Ink pens, vinyl and celebrity beauty brands

According to Bloomberg News, over 50 celebrities and influencers have launched their beauty brands in the last three years. However, the golden era of celebrity beauty brands is ending. Consumers are more likely to choose skincare cosmetics over make-up kits in a post-pandemic world. Only one new brand has emerged this year, and shoppers increasingly prioritise quality over celebrity names’ power. Companies also report poorer sales due to the financial crisis and the inappropriate behaviour of influencers promoting products.
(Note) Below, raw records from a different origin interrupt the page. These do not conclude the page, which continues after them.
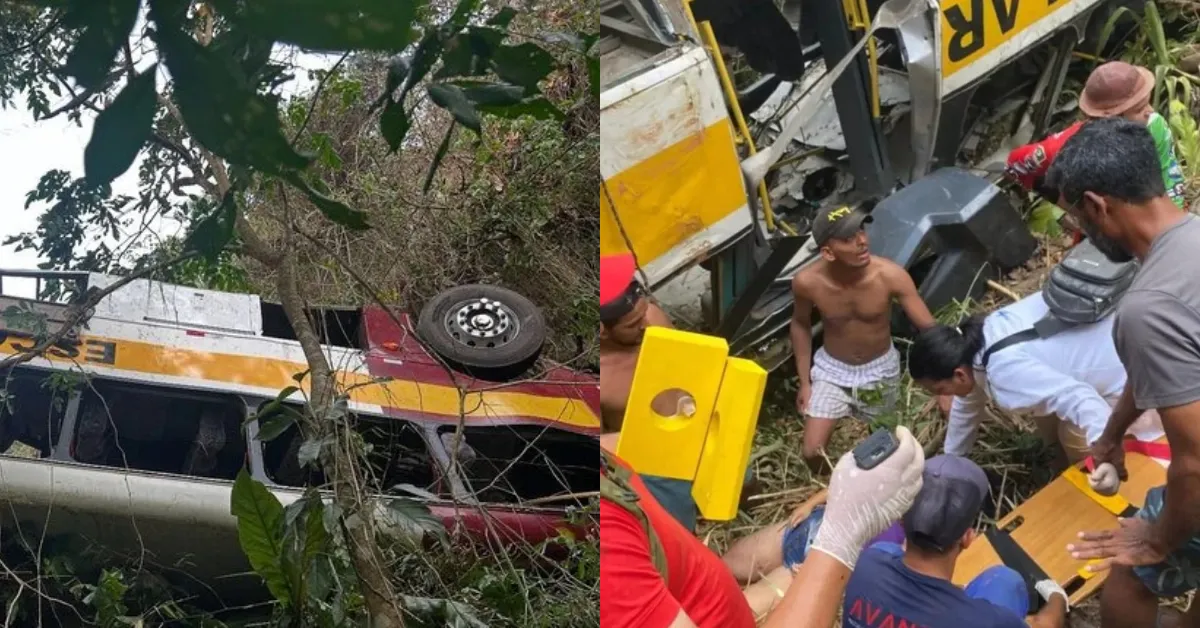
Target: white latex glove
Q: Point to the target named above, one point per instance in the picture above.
(1104, 479)
(863, 503)
(1048, 588)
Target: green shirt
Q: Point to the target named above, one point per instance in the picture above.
(1173, 175)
London’s luxury shop owners are concerned that the city is losing its appeal as a shopping destination, with foreign customers moving to Paris and Milan. This is because the tax reliefs there mean lower shopping costs for them. In the UK, financial facilities for tourists ended with Brexit in 2020.

The realities of the market are bravely faced by Fahrney’s Pens in Washington, founded almost 100 years ago and located near the White House. For example, the shop offers ink pens made of sequoia, ebony, epoxy and acrylic resin. The average age of Fahrney’s Pens customers is 60, and it is decreasing – the generation that has been typing almost forever has also fallen in love with fountain pens. Vinyl record shops are also doing well. Last year, sales of this audio medium were higher than sales of CDs for the first time in 35 years. In 2022, just over 41 million vinyl records were sold for $1.2 billion and 33 million CDs for less than half a million dollars.